中国の貨幣史は“形”が特徴的
古代の中国では、日本と同様に貝を賃金の代わりに利用していました。
しかし周の時代に入ると次第に貨幣に青銅を用いるようになり、現代の貨幣制度の基本を築き上げます。
その時代の貨幣を特に“青銅貨幣”と言い、他の時代にはない形が魅力です。
統一前の中国では、各地域でオリジナルの形を催した青銅貨幣が流通していました。
形が特徴的な中国の青銅貨幣
刀銭
引用元:文化遺産オンライン
「刀銭」は、統一前の中国である斉・燕で利用されていた青銅貨幣です。
刀の形をしていることから刀銭という名前が付いた特徴的な貨幣であるものの、日本人にとっては刀と言うより“鉈”や“包丁”と言われた方が馴染みのある形状をしています。
実際に刀銭が流通していた地域では、狩猟や漁猟が盛んでした。
狩りに用いられる道具を模倣して作れられたという可能性が濃厚だという見解があります。
蟻鼻銭
「蟻鼻銭(ギビセン)」は、楚で流通した青銅貨幣です。
その大きさは非常に小さいもので、蟻の頭のような形をしているために“蟻”という漢字を用いて蟻鼻銭と名付けられました。
また、青銅貨幣が流通する以前の“貝”での取引を彷彿とさせる形状でもあるため、“貝銭”と呼ばれることもあります。
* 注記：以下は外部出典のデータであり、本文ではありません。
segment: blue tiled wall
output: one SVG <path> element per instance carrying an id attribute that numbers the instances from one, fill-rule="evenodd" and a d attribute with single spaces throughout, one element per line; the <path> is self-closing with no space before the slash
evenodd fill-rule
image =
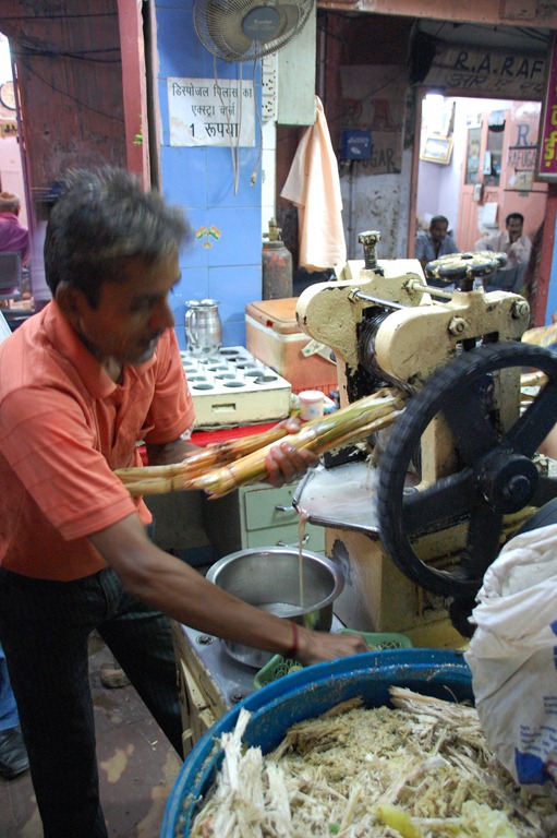
<path id="1" fill-rule="evenodd" d="M 253 63 L 214 59 L 197 38 L 193 0 L 156 2 L 159 61 L 159 99 L 162 125 L 161 179 L 165 197 L 185 210 L 194 230 L 217 227 L 218 241 L 204 247 L 194 239 L 180 256 L 182 279 L 172 295 L 175 330 L 185 348 L 186 300 L 213 297 L 220 301 L 222 343 L 245 346 L 244 313 L 247 302 L 262 298 L 261 172 L 255 185 L 250 178 L 257 165 L 256 145 L 239 149 L 239 182 L 234 194 L 232 155 L 229 147 L 170 145 L 167 79 L 253 77 Z M 215 63 L 216 62 L 216 63 Z M 261 75 L 256 79 L 261 103 Z"/>

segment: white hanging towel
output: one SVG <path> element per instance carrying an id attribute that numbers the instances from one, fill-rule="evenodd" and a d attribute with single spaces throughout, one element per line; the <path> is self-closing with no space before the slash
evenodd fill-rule
<path id="1" fill-rule="evenodd" d="M 316 119 L 296 148 L 280 193 L 298 207 L 300 267 L 325 271 L 347 261 L 342 197 L 323 103 L 315 97 Z"/>

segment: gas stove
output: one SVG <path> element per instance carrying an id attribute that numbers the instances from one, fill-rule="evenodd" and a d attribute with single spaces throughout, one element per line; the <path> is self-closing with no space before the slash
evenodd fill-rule
<path id="1" fill-rule="evenodd" d="M 284 419 L 290 383 L 243 346 L 225 346 L 208 359 L 181 352 L 195 406 L 195 429 Z"/>

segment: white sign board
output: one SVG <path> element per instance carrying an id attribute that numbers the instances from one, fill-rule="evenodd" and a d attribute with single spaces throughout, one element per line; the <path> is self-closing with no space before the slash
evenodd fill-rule
<path id="1" fill-rule="evenodd" d="M 170 145 L 255 145 L 253 83 L 168 79 Z"/>

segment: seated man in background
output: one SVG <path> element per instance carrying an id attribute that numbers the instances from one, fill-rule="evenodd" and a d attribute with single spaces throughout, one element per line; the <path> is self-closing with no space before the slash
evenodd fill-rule
<path id="1" fill-rule="evenodd" d="M 22 265 L 29 261 L 29 231 L 20 222 L 21 200 L 13 192 L 0 192 L 0 252 L 19 250 Z"/>
<path id="2" fill-rule="evenodd" d="M 493 236 L 484 236 L 475 243 L 475 250 L 491 250 L 494 253 L 506 253 L 507 264 L 486 277 L 486 291 L 504 290 L 519 291 L 524 285 L 532 241 L 522 234 L 524 216 L 521 213 L 509 213 L 505 219 L 505 230 Z"/>
<path id="3" fill-rule="evenodd" d="M 427 232 L 419 232 L 415 240 L 415 258 L 422 267 L 428 262 L 449 253 L 459 253 L 457 242 L 449 236 L 449 222 L 444 215 L 434 215 Z"/>

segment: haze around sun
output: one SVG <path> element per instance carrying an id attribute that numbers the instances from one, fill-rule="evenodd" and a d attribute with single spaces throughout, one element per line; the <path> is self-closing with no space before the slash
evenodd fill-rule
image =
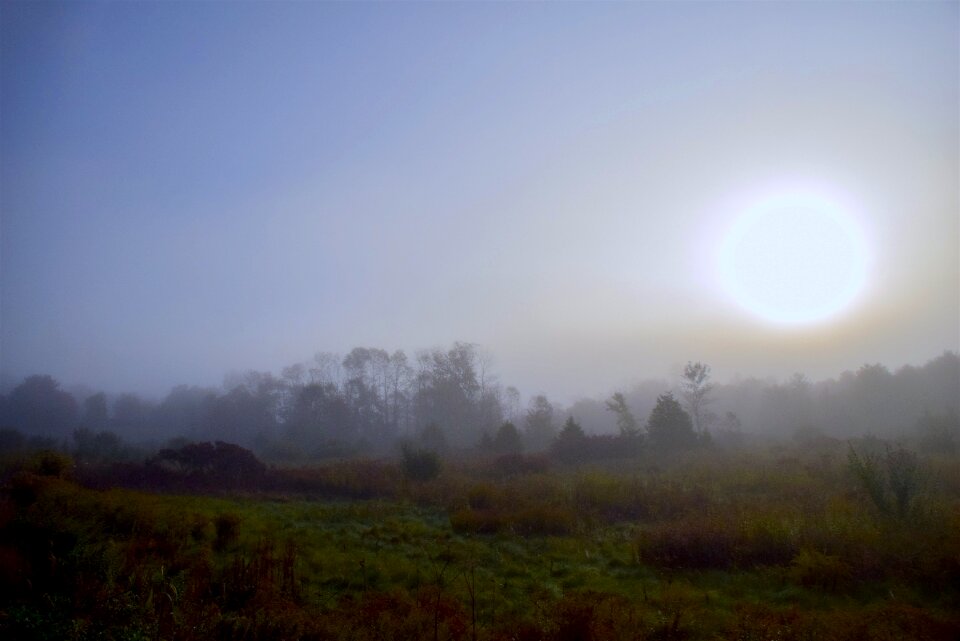
<path id="1" fill-rule="evenodd" d="M 6 385 L 461 340 L 570 400 L 960 349 L 957 3 L 0 12 Z"/>

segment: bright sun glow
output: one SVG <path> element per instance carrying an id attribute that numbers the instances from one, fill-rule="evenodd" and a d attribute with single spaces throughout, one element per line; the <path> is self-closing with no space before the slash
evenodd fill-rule
<path id="1" fill-rule="evenodd" d="M 846 310 L 867 280 L 862 230 L 835 202 L 780 194 L 744 211 L 720 251 L 724 289 L 774 323 L 812 324 Z"/>

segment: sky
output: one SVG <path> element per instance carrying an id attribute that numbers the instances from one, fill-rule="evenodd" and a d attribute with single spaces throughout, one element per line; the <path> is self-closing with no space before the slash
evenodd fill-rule
<path id="1" fill-rule="evenodd" d="M 4 2 L 0 374 L 160 396 L 459 340 L 571 400 L 921 364 L 960 348 L 958 8 Z M 737 245 L 771 207 L 836 224 Z M 824 313 L 750 302 L 837 270 Z"/>

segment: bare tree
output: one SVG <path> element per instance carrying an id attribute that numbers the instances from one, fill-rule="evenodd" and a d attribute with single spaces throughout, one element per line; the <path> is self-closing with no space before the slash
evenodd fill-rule
<path id="1" fill-rule="evenodd" d="M 627 405 L 627 399 L 623 394 L 616 392 L 607 399 L 607 410 L 617 415 L 617 427 L 620 428 L 620 436 L 633 437 L 640 433 L 640 426 L 637 425 L 637 419 Z"/>
<path id="2" fill-rule="evenodd" d="M 710 366 L 706 363 L 687 362 L 683 368 L 683 380 L 680 383 L 681 395 L 693 418 L 693 426 L 698 434 L 706 430 L 706 407 L 712 400 L 710 393 L 713 384 L 710 382 Z"/>

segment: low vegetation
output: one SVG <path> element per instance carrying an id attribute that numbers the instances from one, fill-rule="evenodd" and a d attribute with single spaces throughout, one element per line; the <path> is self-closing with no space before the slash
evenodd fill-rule
<path id="1" fill-rule="evenodd" d="M 522 454 L 440 465 L 410 449 L 395 461 L 267 468 L 248 454 L 184 446 L 124 464 L 126 477 L 54 452 L 8 461 L 0 633 L 960 634 L 956 457 L 870 439 L 602 465 Z M 139 489 L 107 489 L 106 478 Z"/>

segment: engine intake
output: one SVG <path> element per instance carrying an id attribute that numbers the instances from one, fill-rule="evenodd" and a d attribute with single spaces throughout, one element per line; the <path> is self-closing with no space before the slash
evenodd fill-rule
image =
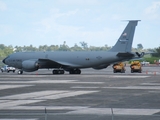
<path id="1" fill-rule="evenodd" d="M 33 72 L 40 67 L 37 60 L 25 60 L 22 62 L 22 69 L 26 72 Z"/>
貨幣らしく表面には文字らしい刻印がされているのですが、当時の文献が乏しく解読には諸説あるようです。
布銭
引用元:文化遺産オンライン
「布銭」は農具の鋤(スキ)のような形をした青銅貨幣です。
晋・斉・韓・魏あたりの諸国で利用されていました。
“布”という字を用いていることから、始めて聞いた人には布で作られたお金のような印象を与えます。
しかしその実態は、当時用いられた鎛(ハク)という古代農具に由来していると言われており、同音でより簡略的な感じである“布”が用いられるようになったと言われています。
環銭
「環銭」は、秦を中心に普及した青銅貨幣です。
円形に丸(もしくは四角)の穴が空いており、日本で言うと5円玉や50円玉のような形状をしています。
春秋戦国時代に普及した貨幣であり、最終的には秦が中国統一を果たしたため、中国最初の統一通貨である半両銭に形状が継承される結果となりました。
また、円形の見た目をそのまま名称に置き換え“円銭”と呼ばれることもあります。
市場での価値はそれほど高くない
形こそ珍しい青銅貨幣ですが、現在の日本の古銭市場における青銅貨幣に高い価値はありません。
その理由としては原料である青銅の原価が安いことにあります。
売却の相場は1,000円~10,000円程度なため、仮に保有していてもあまり期待せずに買取業者に持ち込むようにしましょう。
歴史的な価値は非常に高いものである
中国貨幣を紐解くと、古代中国では青銅貨幣という特殊な形の貨幣が利用されていました。
売却益は高くないかもしれませんが、歴史的には重要な資料です。
もし自宅に不要な青銅貨幣が見つかったら買取業者に依頼するか、博物館に寄贈するなどの行動が求められるのではないでしょうか。